De nouveau, certains rapprochements peuvent être établis avec la fin des années 1990 lors de l’épisode de la scission mégrétiste. Le divorce politique entre les deux hommes forts du parti se déroule alors que le FN est en pleine dynamique électorale. Depuis février 1997, Vitrolles est la quatrième municipalité FN. Aux élections législatives anticipées de mai 1997, le parti obtient près de 15% des suffrages… et quelques mois plus tard, en décembre, Jean-Marie Le Pen récidive sur le « détail ». Le décor est idéal : le président du FN se trouve alors à Munich. À ses côtés, un de ses hagiographes présente son dernier ouvrage Le Pen, le rebelle. Le Front national, un modèle pour l'Allemagne. Il s'agit de l'ancien Waffen SS et ancien président du parti d'extrême droite allemand des Republikaner, Franz Schönhuber.

Les stratégies entre le président du FN et son numéro deux s'opposent totalement. Celle de Jean-Marie Le Pen multiplie les provocations et expose, de plus en plus, une ligne politique incohérente et disqualifiante pour la suite. L'autre, représentée par Bruno Mégret et ses hommes de main, se focalise sur deux aspects : l'avenir du Front national (sans Jean-Marie Le Pen) et la dédiabolisation du parti.

Un élément historique s'impose : la vision politique de plus en plus clivante de Jean-Marie Le Pen. Bruno Mégret veut mettre en place un système politique ambitieux. Les proches de Jean-Marie Le Pen désirent, eux, camper sur les fondamentaux lepénistes dans lesquels ils se reconnaissent pleinement. Dans un entretien (juillet 2013), Bruno Mégret l’explique ainsi : Jean-Marie Le Pen « s’amusait un peu avec ses dérapages qui n’étaient pas accidentels et qui avaient, de surcroît, le mérite de souder le mouvement autour de lui et de le couper du reste de la classe politique.

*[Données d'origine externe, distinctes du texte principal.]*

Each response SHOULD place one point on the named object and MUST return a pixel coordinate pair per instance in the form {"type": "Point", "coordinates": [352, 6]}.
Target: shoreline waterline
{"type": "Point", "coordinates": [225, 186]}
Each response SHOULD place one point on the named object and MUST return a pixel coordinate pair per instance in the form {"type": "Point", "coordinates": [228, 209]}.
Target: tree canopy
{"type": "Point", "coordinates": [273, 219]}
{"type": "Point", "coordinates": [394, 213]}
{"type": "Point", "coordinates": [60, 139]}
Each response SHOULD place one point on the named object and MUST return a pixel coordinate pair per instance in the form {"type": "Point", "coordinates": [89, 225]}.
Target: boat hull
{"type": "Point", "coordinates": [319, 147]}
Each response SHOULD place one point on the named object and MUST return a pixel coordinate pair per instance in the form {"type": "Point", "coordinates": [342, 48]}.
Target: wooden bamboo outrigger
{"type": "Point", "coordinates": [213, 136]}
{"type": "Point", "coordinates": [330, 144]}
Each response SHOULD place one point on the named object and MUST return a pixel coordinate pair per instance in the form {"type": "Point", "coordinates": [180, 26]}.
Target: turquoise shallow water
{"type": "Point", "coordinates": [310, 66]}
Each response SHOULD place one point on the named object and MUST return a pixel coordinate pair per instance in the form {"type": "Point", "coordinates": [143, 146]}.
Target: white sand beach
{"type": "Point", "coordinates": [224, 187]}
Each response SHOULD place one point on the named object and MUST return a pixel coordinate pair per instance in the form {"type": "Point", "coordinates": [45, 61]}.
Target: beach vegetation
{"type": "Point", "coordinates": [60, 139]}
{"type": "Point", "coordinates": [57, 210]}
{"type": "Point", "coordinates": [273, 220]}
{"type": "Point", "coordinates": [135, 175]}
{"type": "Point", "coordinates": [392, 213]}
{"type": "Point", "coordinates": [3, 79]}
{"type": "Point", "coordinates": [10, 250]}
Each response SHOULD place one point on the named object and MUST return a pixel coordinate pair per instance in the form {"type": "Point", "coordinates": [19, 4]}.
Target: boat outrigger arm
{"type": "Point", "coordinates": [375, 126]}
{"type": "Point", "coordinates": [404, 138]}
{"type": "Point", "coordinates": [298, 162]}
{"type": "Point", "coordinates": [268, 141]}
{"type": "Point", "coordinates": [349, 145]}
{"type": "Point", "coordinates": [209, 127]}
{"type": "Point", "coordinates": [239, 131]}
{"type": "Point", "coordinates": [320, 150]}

L’épisode des villes a été très révélateur. On a réalisé, à ce moment, que Jean-Marie Le Pen était jaloux du succès des autres. (…) Deux conceptions du parti se sont affrontées : celle d’un parti potiche, purement utilitaire pour servir la personnalité Le Pen (…) Et puis l’autre qui consistait à faire du FN un grand parti comme les autres : des leaders, des locaux, une structure qui existe indépendamment de son président qui est capable de lui survivre ».

C’est pratiquement du copié – collé avec les propos et agissements de Marine Le Pen depuis le Congrès de Tours. À la veille de la scission, Bruno Mégret explique que le FN doit « être crédible » dans sa « démarche » tout comme son projet politique doit « être rassurant » dans son « attitude et discours ». Une stratégie que le Délégué général a mise en œuvre pour la conquête des villes frontistes et qu’il veut appliquer sur le plan national. Une fois que le FN aura atteint le seuil des 20-25 %, continue-t-il, « alors tout sera possible » : il pourra s’imposer comme arbitre de la vie politique française, passer des accords électoraux de second tour « avec ce qu’il restera de la droite ». La suite du scénario prend forme. L’élection de cadres frontistes renforcera le poids politique du parti et contribuera à « déstabiliser et à détruire les partis de la fausse droite », comme cela s’est produit aux régionales de mars 1998. Enfin, un vote FN massif signifierait la dédiabolisation du parti, qui n’est « efficace (...) que dans la mesure où elle semble faire l’unanimité ».

Deux derniers aspects peuvent-être évoqués. Le premier est lié à l'histoire familiale des Le Pen. Lors de la scission de 1998, Jean-Marie Le Pen rompt avec sa fille aînée, alors conseillère régionale d’Île-de-France et mariée à un « chef de la sédition » Philippe Olivier. Va-t-il adopter le même comportement vis-à-vis de Marine Le Pen ? L’ancien président du FN s’est manifestement radouci. Mais il faut garder en tête certains de ses propos à l’égard de Marie-Caroline Le Pen... qui pourraient bien s'adapter à Marine Le Pen : « J’ai l’habitude des trahisons familiales. C’est un peu la loi naturelle qui porte les filles plutôt vers leur mari ou leur amant que vers leur père ». 

Le second concerne directement Jean-Marie Le Pen et, certainement, une de ses dernières batailles politiques. Aujourd'hui, les rôles sont inversés. Jean-Marie Le Pen est le sécessionniste. Et, à chaque fois, dans l'histoire du FN, c'est celui qui a voulu s'émanciper du chef qui a perdu.